The increased number of people complaining of poor sleep puts a strain on health services where many doctors have neither the time or experience to deal with sleep problems. While it seems that we are good at offering potential solutions to the perceived problem of poor sleep, sleep questionnaires have historically not been written from the general public point of view, and often not easily accessible. The SleepHubs Check-up (SHC) is a 4–6 question device-based questionnaire designed for use by the layman as it is quick and easy to complete and focuses on three categories commonly associated with poor sleep: daytime sleepiness, snoring, and insomnia. Based on the results of the SHC, individuals are assigned into one of three categories: Probable good sleeper – no need to worry further, Possible reasonable sleeper but room for some improvement, possible sleep health issue, clinically relevant, further investigation required.

We undertook a pilot study to engage adults in the SleepHubs Check-up. The responses to the questions were automatically scored and individually weighted. The scores were compared with that of the Insomnia severity Index (ISI), Stop Bang and OSA probability based on the MAP index (MAPI).
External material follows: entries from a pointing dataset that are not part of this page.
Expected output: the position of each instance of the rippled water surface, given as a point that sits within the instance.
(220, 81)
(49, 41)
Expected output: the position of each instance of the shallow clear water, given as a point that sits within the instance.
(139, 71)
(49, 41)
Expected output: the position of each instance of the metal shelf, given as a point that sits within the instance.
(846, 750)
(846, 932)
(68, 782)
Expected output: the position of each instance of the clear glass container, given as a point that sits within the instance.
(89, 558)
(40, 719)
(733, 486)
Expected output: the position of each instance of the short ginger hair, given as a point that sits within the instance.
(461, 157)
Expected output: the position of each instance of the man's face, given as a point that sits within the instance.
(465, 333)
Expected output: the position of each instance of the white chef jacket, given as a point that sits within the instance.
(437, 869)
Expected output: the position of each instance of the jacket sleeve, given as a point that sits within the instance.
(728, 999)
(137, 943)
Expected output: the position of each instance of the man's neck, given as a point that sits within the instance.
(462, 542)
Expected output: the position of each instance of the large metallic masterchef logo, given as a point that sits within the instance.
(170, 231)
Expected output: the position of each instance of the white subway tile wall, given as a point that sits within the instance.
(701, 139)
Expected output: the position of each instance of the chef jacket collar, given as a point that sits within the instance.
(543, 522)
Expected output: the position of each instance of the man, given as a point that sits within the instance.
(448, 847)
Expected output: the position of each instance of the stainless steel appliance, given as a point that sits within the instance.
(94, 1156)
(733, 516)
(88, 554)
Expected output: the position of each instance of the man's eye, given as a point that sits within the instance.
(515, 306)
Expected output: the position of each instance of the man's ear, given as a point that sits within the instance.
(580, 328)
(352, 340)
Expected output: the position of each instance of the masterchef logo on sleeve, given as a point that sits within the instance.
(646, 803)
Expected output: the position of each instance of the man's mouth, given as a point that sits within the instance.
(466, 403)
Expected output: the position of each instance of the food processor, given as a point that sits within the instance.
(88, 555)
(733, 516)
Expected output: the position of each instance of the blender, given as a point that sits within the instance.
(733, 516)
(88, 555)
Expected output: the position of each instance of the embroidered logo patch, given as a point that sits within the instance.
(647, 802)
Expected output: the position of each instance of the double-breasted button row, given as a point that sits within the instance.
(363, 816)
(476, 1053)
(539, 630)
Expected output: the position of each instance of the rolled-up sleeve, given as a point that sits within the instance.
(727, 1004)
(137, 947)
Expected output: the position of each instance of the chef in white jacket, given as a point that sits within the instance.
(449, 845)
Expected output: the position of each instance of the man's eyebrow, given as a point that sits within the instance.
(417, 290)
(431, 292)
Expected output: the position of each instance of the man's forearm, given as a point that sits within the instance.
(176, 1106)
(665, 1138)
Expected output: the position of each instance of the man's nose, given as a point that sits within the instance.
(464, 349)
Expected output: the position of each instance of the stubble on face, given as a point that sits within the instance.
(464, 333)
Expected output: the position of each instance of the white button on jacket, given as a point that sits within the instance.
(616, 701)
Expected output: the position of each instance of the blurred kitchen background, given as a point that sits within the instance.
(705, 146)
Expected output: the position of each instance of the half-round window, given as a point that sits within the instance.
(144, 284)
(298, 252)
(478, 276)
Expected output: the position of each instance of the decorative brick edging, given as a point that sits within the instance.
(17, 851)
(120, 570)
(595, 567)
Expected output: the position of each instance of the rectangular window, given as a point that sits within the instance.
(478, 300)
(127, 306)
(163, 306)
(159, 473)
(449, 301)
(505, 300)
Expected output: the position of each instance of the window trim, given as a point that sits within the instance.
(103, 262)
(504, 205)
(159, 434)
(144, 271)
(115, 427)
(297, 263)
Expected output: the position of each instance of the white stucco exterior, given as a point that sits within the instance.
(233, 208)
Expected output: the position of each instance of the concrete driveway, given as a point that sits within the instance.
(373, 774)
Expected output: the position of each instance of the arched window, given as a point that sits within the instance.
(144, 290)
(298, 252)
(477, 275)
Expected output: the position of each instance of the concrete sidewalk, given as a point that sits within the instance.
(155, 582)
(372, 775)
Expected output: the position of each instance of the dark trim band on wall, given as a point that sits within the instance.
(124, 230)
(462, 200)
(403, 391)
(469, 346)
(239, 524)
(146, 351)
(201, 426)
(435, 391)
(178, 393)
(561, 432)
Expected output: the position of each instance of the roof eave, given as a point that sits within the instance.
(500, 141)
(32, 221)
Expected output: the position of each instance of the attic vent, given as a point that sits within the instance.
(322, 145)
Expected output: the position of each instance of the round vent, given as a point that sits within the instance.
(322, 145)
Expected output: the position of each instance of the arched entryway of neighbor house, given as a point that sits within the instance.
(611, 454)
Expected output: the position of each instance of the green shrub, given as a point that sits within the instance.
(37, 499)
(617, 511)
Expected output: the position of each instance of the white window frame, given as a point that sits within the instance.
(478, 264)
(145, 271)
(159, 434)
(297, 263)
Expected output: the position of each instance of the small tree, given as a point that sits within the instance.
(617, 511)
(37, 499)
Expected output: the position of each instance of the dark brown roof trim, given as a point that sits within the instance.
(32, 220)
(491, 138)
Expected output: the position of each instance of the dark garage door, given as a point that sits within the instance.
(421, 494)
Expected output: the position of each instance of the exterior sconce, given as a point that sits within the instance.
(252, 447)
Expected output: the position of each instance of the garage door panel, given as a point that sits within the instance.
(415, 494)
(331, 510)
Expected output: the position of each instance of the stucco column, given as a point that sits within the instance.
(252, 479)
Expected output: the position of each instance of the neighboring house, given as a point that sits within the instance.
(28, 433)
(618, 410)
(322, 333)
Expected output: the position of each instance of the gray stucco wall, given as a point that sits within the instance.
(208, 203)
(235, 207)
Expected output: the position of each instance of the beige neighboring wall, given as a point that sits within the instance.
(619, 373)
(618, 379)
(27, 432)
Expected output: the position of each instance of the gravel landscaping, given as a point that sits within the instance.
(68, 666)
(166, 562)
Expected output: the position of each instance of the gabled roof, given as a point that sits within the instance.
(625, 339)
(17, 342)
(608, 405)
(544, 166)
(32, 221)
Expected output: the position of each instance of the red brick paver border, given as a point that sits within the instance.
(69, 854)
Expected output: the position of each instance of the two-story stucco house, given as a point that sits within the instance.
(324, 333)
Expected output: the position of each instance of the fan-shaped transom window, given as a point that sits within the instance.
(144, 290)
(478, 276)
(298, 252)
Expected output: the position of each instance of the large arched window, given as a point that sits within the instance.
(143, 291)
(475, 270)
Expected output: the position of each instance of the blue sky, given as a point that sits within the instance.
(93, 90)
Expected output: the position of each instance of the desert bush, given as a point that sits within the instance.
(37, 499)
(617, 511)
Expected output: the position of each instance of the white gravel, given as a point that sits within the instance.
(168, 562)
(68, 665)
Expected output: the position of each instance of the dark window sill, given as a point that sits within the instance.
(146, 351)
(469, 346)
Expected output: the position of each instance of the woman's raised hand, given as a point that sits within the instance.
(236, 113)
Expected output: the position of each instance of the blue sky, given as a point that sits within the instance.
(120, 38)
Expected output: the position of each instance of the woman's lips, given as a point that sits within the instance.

One hundred adults (55% female) with an average age of 43 years and average BMI of 26.4 Kg/m2 were recruited. Statistical analysis showed a positive correlation (>80%) between SHC and probability of Insomnia using the Insomnia severity Index. Additionally, the SHC score accurately identified individuals at risk of OSA when compared to Stop Bang and MAPI scores.

The SleepHubs Check-up assignment and categorisation criteria has shown to be effective and it is proposed could act as an instrument for use in both research and as a screening tool for clinicians in the health care environment enabling quick identification and assignment of individuals that may have a sleep issue.